When it is possible to remove the additional information and fully anonymise your research data without losing scientific value (in the glucose example this would mean removing the key file linking participants to their names), you should only store the anonymised data. Anonymised data cannot be linked to a specific data subject in any way and are no longer considered personal data according to the GDPR, so they can be freely shared and stored. In the context of the GDPR, data are considered anonymised when re-identification of research participants requires a disproportionate effort. When anonymising your data, make sure that re-identification of the participant requires a disproportionate effort or is impossible, even by you as the principal researcher. This means if you still have a key file, even if it is stored in a separate location that only you can access, your data are only pseudonymised, not anonymised.

How to anonymise or pseudonymise your data

To pseudonymise and anonymise your data, remove all direct identifiers such as names, dates of birth, addresses, and telephone numbers. Also remove indirect identifiers that are not essential for reusing the data and indirect identifiers that have a high disclosure risk, such as unusual characteristics or unusual findings.

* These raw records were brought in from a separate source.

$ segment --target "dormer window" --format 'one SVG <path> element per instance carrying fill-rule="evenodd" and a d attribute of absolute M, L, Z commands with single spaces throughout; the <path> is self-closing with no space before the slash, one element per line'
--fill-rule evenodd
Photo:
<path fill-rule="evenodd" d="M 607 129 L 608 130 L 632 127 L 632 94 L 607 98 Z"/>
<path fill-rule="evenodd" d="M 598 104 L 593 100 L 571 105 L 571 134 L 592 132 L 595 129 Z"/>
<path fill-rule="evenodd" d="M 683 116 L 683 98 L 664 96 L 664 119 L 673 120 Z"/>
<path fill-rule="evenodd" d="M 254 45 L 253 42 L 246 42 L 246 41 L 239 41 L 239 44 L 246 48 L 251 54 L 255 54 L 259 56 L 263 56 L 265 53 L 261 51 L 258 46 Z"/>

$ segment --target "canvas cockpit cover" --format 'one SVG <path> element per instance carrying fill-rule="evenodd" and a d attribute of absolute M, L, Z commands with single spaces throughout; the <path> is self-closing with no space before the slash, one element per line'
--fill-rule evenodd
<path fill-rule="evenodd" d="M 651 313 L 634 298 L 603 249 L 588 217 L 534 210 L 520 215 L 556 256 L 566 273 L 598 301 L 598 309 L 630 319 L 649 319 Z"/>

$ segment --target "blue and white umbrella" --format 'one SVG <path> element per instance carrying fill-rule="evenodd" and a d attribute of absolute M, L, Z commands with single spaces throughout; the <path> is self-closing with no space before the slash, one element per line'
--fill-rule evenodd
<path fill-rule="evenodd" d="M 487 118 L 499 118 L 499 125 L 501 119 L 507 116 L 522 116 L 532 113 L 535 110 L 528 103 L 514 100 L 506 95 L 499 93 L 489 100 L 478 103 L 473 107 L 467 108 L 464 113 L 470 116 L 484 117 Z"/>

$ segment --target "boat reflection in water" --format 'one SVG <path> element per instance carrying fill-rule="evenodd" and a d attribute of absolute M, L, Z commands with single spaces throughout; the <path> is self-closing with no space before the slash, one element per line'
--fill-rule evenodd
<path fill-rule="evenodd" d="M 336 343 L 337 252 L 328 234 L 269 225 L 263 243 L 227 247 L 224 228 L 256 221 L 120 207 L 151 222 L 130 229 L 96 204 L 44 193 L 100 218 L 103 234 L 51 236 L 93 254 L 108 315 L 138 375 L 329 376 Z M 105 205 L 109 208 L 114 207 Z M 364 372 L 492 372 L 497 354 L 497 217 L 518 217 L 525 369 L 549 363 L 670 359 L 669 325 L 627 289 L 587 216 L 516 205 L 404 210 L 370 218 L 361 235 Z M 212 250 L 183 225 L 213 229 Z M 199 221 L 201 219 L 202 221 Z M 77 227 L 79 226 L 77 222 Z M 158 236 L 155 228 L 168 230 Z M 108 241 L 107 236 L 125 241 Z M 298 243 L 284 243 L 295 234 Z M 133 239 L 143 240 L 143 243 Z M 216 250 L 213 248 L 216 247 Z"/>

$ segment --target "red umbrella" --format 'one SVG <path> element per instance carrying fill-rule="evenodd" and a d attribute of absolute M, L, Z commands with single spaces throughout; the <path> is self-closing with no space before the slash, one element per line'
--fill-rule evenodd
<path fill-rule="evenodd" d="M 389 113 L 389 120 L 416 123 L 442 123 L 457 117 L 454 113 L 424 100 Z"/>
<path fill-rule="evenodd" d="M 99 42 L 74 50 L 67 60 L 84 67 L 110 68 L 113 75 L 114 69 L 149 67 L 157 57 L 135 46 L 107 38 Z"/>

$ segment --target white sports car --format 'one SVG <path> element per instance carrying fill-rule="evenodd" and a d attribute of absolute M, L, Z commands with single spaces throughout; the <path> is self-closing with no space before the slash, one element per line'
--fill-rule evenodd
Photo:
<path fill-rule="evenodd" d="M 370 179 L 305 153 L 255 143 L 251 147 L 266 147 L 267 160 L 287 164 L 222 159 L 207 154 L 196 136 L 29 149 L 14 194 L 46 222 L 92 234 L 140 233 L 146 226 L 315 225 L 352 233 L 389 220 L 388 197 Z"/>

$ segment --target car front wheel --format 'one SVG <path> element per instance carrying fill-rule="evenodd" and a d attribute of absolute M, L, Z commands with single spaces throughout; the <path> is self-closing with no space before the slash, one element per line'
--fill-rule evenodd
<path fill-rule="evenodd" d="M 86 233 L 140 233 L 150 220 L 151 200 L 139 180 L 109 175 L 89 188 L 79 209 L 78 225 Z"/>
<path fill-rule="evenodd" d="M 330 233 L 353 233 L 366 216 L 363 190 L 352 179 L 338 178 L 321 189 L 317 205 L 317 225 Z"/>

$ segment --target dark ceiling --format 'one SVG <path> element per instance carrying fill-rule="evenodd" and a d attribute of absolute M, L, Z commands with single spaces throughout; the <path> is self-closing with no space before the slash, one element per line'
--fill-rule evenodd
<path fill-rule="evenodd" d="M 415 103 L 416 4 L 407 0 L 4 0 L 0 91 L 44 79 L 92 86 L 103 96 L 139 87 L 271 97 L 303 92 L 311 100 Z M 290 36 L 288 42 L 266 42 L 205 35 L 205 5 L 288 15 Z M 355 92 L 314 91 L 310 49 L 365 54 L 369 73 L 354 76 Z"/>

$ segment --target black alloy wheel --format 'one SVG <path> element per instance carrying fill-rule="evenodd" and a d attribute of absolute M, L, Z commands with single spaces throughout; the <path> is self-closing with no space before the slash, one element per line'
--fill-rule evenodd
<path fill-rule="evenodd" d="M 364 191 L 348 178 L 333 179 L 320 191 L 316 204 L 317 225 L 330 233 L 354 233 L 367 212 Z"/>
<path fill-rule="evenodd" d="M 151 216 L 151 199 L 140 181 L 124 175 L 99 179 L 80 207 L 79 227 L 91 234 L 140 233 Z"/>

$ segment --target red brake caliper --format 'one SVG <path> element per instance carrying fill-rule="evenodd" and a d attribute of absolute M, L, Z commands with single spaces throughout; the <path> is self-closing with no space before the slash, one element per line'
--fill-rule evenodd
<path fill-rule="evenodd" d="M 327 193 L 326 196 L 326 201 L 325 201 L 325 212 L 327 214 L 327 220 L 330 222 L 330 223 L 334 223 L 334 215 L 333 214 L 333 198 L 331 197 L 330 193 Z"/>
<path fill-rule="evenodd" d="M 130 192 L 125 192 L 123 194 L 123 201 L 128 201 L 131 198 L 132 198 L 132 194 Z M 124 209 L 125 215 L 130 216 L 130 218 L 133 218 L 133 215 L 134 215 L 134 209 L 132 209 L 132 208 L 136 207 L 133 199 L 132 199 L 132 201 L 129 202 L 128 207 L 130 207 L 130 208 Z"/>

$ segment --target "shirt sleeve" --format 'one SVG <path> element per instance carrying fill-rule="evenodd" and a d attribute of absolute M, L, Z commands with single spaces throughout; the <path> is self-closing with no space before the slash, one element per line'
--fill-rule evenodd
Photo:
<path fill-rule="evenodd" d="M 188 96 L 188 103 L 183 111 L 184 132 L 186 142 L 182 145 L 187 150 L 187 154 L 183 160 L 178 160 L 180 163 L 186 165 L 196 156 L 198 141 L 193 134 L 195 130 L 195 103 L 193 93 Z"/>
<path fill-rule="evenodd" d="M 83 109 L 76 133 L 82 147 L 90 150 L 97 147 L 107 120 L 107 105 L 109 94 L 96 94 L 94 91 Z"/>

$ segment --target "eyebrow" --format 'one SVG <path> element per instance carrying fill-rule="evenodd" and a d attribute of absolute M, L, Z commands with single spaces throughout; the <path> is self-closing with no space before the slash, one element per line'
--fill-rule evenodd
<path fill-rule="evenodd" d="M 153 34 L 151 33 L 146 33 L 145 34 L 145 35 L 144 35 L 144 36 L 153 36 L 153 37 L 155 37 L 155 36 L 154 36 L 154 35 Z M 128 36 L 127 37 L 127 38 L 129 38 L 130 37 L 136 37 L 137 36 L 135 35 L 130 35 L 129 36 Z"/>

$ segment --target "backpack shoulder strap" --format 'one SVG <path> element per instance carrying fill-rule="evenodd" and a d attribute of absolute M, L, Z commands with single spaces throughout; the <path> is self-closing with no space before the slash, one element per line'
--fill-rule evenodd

A combination of indirect identifiers may lead to identification of a respondent; for instance, data on deaf people in a specific village may indicate specific individuals. Consequently, in certain cases, it is advised to choose a higher aggregation level, such as province instead of village or town. Another example is the combination of age in days and test date, since this information discloses the respondent’s exact date of birth. For example, in research concerning school classes, participating children may be identified in this manner. In this case, you can record only the year or month of the test date or the age of the subject (and use codes for the schools instead of names of the schools themselves). Also note that datasets that include occupations may result in identification of the respondents. 'Nurse' or 'teacher' may not be very revealing, but 'director of [company X]' or 'leader of [religious community Y]' are. Exact occupations may be adjusted to occupational groups using the ISCO method.

More information can be found on the Research Data Management webpage of Radboud University.

Data Acquisition Collections, Research Documentation Collections, and Data Sharing Collections

The information above applies to internal (Data Acquisition Collections; DACs and Research Documentation Collections; RDCs) and public (Data Sharing Collections; DSCs) data collections. However, if you want to publicly share pseudonymised or directly identifiable personal data via a DSC, there must be a valid reason to do so (i.e. added scientific value), and participants must have approved of public sharing in the informed consent form. You must be extra careful when selecting an access level for your DSC if your data have been acquired on human research participants. Anonymised data can be publicly shared in an Open access DSC, pseudonymised data with an Open access for registered users DSC, and directly identifiable data with a Restricted access DSC. Note that metadata of published DSCs and -optionally- archived DACs and RDCs, including the list of your collection's files, are made public. Therefore, do not include any personal data or other sensitive information in the metadata, documentation files, or in the file and folder names. Always contact your data steward before publicly sharing personal data via a DSC.